There is also some debate on DGP being an earlier marker of mild histological lesion than TGA. Kurppa et al. reported that the sensitivity of DGPA was superior to TGA and comparable to EMA in patients having early-stage celiac disease with normal villous morphology. The authors conclude that DGPA seems to offer a promising tool for case-finding and follow-up in this entity [70].

Other authors however consider DGPA to have a diagnostic accuracy comparable to, or slightly lower than TGA-IgA [18]. So, it has been shown that DGPA-IgG are positive in the majority of patients negative for TGA, such as young children and patients of any age with selective IgA deficiency [50, 71].

Further studies confirmed these data as well as the fact that in this population DGPA-IgG maintained a high specificity and nowadays DGPA-IgG is considered to add real value in the diagnostic approach of CD in IgA deficiency [3].

5 POC Tests

In the last decade POC tests for CD have been developed and are commercially available worldwide. These are immunochromatographic rapid visual methods which are performed with whole blood/serum and use a strip coated with the antigen [21, 22, 72]. After the blood/serum diffuses down the strip, if antibodies are present in the patient’s sample, antigen–antibody complexes are detected by labelled anti-human IgA and/or IgG antibodies, thus showing a series of coloured lines after a few minutes [21, 22, 72].

The first POC tests developed were based on AGA-IgA, but the number of published studies is too low to draw sounded conclusions about sensitivity and specificity, although both might be slightly above 95% [19, 21, 22, 72].

TGA-IgA based POC tests were developed later on with overall reported pooled sensitivities of 96.4% and pooled specificities of 97.7%; pooled LR+ was 40.6, LR- was 0.04, and DOR was 1343 [19, 22, 73], however, TGA-IgA or EMA perform better [3, 19, 22].

The main advantage of POCs is that they are easy to perform, do not require a laboratory or experienced laboratory staff, and results are rapidly available. Also because of stability for most of these methods, strips can be sent to a central lab for a centralized lecture or checking of the results.

Therefore, POCTs have the potential to increase CD diagnosis rates worldwide, facilitate early diagnosis, at a reduced cost. They are especially useful in primary care or in settings with inadequate infrastructure. Although they have also been used for screening in the general population, it is a matter of debate whether they could be performed by lay people if properly instructed [3, 19, 22]. Anyhow, results of POCs need to be confirmed by conventional tests performed in skilled laboratories by expert professionals, before a CD diagnosis can be established(Table 1).

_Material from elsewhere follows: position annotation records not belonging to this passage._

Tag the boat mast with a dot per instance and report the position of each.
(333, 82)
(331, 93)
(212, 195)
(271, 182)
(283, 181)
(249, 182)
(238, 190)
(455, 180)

Table 1 Summary of performance and characteristics of the CD serological markers

6 Conclusions

Serological markers, specifically EMA-IgA, TGA-IgA and DGPA/ IgG have a high accuracy for CD diagnosis, particularly in the paediatric population, provided that IgA deficiency has been ruled out for IgA class SM and the patient is consuming a gluten-containing diet. The best performance for sensitivity is reported for TGA-IgA, which together with availability of automated methods, makes it the most popular SM used worldwide. EMA is superior in terms of specificity but detection by non-automated IF method requires a well-equipped laboratory and, above all, skilled personnel. One of the limitations of ELISA methods is the need for standardization, thus high quality commercial kits and quality controls of the laboratories are mandatory. POC tests, being rapid, cheap and easy to use, could be used in the initial approach of CD diagnosis but results needs to be confirmed by conventional assays.